Quake-Ravaged Nepal Faces Another Hit As Number Of Tourists Dwindle
As if recovering from the twin quakes that struck Nepal wasn’t enough, the locals are getting more anxious how to make ends meet as the number of tourists to the country start to dwindle.
Hem Gurung, one of the many local boatmen, told AFP Nepal has become somewhat of a deserted island after the double tremors in April and May. “Without tourists there is no work.”
He said he used to earn thousands when tourist season hits its peak season. But Pokhara has been empty since the earthquake that now the 49-year-old said he’s lucky to make a hundred or two [$1-2] a day.
Dal Bahadur Limbu, who runs Kathmandu-based travel agent Fast Travel and Tours, said tourists have shied away from the country due to fears the quake onslaughts could happen again anytime soon. Many Western countries, including the United States, Britain and Canada, haven’t lifted their respective non-essential travel ban to Nepal.
Limbu said the very obvious manifestation of this fear is the number of tour bookings that have been cancelled, which was 90 percent scheduled until September. “Revenue from this season is gone.”
In fact, compared year-on-year from April 25, the day tragedy struck Nepal, bookings have dropped 95 percent.
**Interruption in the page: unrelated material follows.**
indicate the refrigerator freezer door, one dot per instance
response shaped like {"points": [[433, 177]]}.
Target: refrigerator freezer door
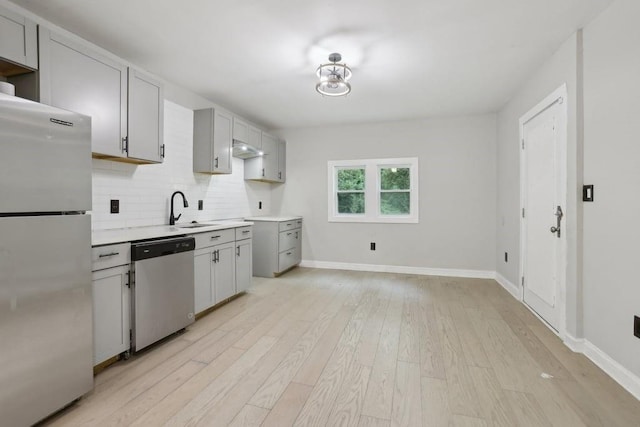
{"points": [[45, 315], [45, 158]]}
Although the twin quake tragedies wiped many popular tourist destinations, there are others that were untouched and remained intact. These included those backpacker cafes, hotels and handicraft stores located in Pokhara, the Annapurna trails in the country’s west, the wildlife-rich national parks of the southern plains and Buddha’s birthplace, Lumbini, according to the AFP.